Conversely, the fracturing process takes place very quickly, with dynamic cracks traveling via several centimeters of certain soft materials in just one-tenth of a second. Dynamic cracking in certain materials can be directly imaged using high-speed cameras; however, instruments like these are not only costly but also difficult to utilize with certain materials or in specific situations.
John Kolinski of the Ecole Polytechnique Federale de Lausanne in Lausanne, Switzerland, will demonstrate a novel imaging method, called the virtual frame technique, at the 2019 American Physical Society March Meeting in Boston. The technique, developed by Kolinski and his colleagues Shmuel Rubinstein and Samuel Dillavou of Harvard University, allows standard digital cameras to capture a countless number of frames per second for a number of seconds without compromising the high spatial resolution. Kolinski will also take part in a press conference detailing the work.
The new virtual frame technique utilizes the bit depth of a camera sensor to significantly increase the frame rate; bit depth is the amount of data that can be obtained by the sensor. Many physical processes, including cracking, are binary; for instance, either a material is cracked or not cracked. As a result, a crack can be imaged using just two bits. An image sensor having a bit depth of 16 bits has over 65,000 color or grayscale values, implying that thousands of virtual frames can be produced at the time of a single exposure. Frame rates can be increased even further by using a short pulse of intense light and accurate camera timing.

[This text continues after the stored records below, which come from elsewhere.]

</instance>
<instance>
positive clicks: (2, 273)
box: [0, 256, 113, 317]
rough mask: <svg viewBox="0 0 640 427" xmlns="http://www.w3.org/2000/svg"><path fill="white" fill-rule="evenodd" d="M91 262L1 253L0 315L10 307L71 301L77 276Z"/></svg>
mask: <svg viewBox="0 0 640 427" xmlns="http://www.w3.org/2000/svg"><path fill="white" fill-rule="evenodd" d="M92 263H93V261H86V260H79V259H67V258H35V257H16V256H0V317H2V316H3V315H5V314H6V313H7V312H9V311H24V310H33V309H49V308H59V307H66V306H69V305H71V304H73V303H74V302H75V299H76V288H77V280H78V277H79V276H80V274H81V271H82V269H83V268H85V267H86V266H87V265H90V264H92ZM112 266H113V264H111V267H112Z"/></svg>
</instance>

In a recent study using the virtual frame technique, we obtain virtual frame rates exceeding 60 million per second using precise time-gating and a camera sensor with substantial bit-depth.
John Kolinski, Assistant Professor, Ecole Polytechnique Federale de Lausanne
By utilizing the virtual frame method, almost any kind of camera will be able to directly image dynamic cracks as they occur. Moreover, it can even be used for analyzing other rapid physical processes that occur at solid-fluid interfaces like wetting that happens when a drop of liquid strikes the surface of a material. The only condition is that the solid should be opaque, whether it is a soft substance like a polymer, or a construction material.
“Essentially any material could be imaged with the virtual frame technique,” stated Kolinski.
The research team has tested the virtual frame method using different types of cameras having different bit depths and sensitivities spanning from smartphone cameras to advanced high-speed and high-end consumer cameras. By using the virtual frame technique, each kind of camera was able to attain relatively higher frame rates, which according to Kolinski, may lead to its application in forthcoming mobile device apps that can determine the properties of materials.
The novel imaging technique could provide an easier means for studying rapid physical processes, including fracturing, at material interfaces. The use of standard consumer cameras for capturing thousands or more numbers of frames per second makes it viable for analyzing fracture toughness and other characteristics of construction materials, and if applied in mobile apps in the future, the novel imaging technique could complement or even substitute costly testing hardware with a software piece.